Publié le 15 septembre 2015 à  9h43 - Dernière mise à  jour le 29 octobre 2022 à  13h44

Face au drame qui se déroule en Méditerranée, les élus régionaux se sont réunis en Assemblée plénière extraordinaire ce lundi 14 septembre. Une seule question à l’ordre du jour : la solidarité avec les migrants. Ainsi, la mise en place d’un fonds de 3 millions d’euros a été voté. Il va venir en aide à la politique d’accueil conduite par les communes volontaires ainsi que par des associations. Dans ce cadre, des maires ainsi que des représentants du tissu associatif étaient présents dans l’Hémicycle. Le Président Vauzelle est revenu sur les enjeux, a rappelé son combat, depuis de nombreuses années afin que soit pris en compte le fait que la Méditerranée est une communauté de destin. Un rapport voté par la majorité de gauche alors que la droite s’abstenait, après une intervention très critique envers le gouvernement de Pierre Paul Leonelli, et un autre, tout aussi critique de Chantal Eymeoud, mais qui prenait en compte la question des migrants au point que des intervenants d’ EELV et du PS lui ont rendu hommage. Quant au FN, ces deux intervenants ont prouvé que ce parti n’avait en rien changé, le premier, T de la Tocnaye, a traité les migrants de «couards», le second, Hubert de Mesmay, de critiquer les propos du Pape, le PS, la Droite, d’évoquer un million de migrants à venir… Finalement le FN ne prendra pas part au vote. Par ailleurs le 04.91.57.55.55 se met en place pour donner tous les renseignements aux associations, aux personnes qui le souhaitent.

(Photo Robert Poulain)
(Photo Robert Poulain)
(Photo Robert Poulain)
(Photo Robert Poulain)

Michel Vauzelle, le président de la région rappelle: «Depuis le début de l’année ce sont environ 350 000 migrants d’une grande diversité de nationalités Syriens, Afghans, Libyens, Érythréens, Irakiens, Somaliens, Soudanais… qui ont atteint les frontières de l’Union Européenne pendant que plusieurs autres milliers ont trouvé la mort au bout de leur périple désespéré». «Il aura fallu, poursuit-il que les pays européens se retrouvent face à la réalité de cette crise humanitaire, à la détresse des populations et à la mort de plusieurs milliers d’adultes et d’enfants à quelques encablures de leurs côtes, pour que la Commission européenne se décide à coordonner des mesures exceptionnelles à l’échelle de l’Europe».

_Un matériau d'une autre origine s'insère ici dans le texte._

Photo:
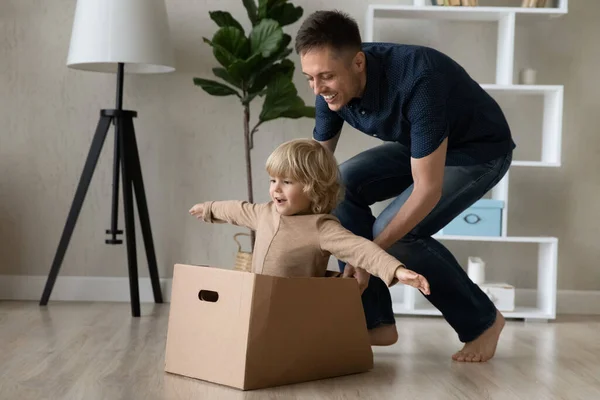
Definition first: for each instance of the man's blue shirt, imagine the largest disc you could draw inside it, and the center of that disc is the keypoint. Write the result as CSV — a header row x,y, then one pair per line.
x,y
418,96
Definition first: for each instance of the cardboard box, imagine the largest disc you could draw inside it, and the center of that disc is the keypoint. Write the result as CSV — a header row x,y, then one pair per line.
x,y
252,331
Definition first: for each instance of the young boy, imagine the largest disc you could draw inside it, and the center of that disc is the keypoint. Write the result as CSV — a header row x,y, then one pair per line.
x,y
295,234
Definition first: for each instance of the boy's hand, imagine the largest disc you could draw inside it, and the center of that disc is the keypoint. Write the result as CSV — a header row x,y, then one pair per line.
x,y
197,211
362,276
413,279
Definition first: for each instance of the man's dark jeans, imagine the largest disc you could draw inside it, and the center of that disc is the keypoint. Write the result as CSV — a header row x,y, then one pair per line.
x,y
383,173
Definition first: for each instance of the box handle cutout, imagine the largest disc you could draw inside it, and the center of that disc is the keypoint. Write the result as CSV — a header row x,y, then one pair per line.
x,y
208,295
472,218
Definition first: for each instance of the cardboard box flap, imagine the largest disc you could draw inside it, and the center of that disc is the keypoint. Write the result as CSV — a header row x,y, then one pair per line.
x,y
210,307
305,328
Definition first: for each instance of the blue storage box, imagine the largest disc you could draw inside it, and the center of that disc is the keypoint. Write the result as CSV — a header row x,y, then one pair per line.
x,y
484,218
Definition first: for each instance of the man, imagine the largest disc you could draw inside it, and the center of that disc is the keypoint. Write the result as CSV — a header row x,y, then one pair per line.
x,y
447,143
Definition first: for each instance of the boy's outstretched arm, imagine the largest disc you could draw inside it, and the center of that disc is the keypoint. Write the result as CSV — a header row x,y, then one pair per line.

La France s’engage à accueillir 24 000 réfugiés pour 65 millions d’habitants

(Photo Robert Poulain)
(Photo Robert Poulain)

Dans ce cadre la France s’engage à accueillir 24 000 réfugiés pour 65 millions d’habitants. Le président rappelle son désaccord avec l’Europe : «La Méditerranée n’est pas une politique de voisinage mais une communauté de destin. Et, contrairement à ce que certains se complaisent à dire nous ne sommes pas menacés par des hordes mais nous avons à accueillir des hommes, des femmes, des enfants, qui fuient des situations de guerre. Et comment ne pas rappeler, ici, que c’est l’Armée d’Afrique qui a libéré notre région». Évoque l’esprit du 11 janvier : «Lorsque la France a été victime d’attentats djihadistes, 4 millions de personnes sont descendus dans la rue pour dire non à la haine, oui à la France des droits de l’Homme, et des dizaines de chefs d’État sont venus manifester à Paris, à leur côté. Preuve que, au-delà du poids économique, la France restera une grande Nation tant qu’elle restera le pays des droits de l’Homme, de la liberté, l’égalité et la fraternité». Puis de dénoncer : «On n’adhère pas à l’Europe pour rejoindre l’Otan, pour l’Euro, on adhère à l’Europe sur le fondement moral des Pères fondateurs, sur le plus jamais ça. Malheureusement ça se reproduit, c’est cet enfant mort dont la photo a produit un choc et qui n’a pas été tué par Daesh mais parce que l’on n’a pas su l’accueillir. C’est aussi les images terribles qui nous viennent de Macédoine, de Hongrie». L’actualité s’impose, avec la position de l’Allemagne de fermer ses frontières après les avoir largement ouvertes : «Elle a été victime de sa générosité. Mais la frontière n’est pas fermée définitivement, il s’agit de permettre à la Bavière et à l’Allemagne de s’organiser».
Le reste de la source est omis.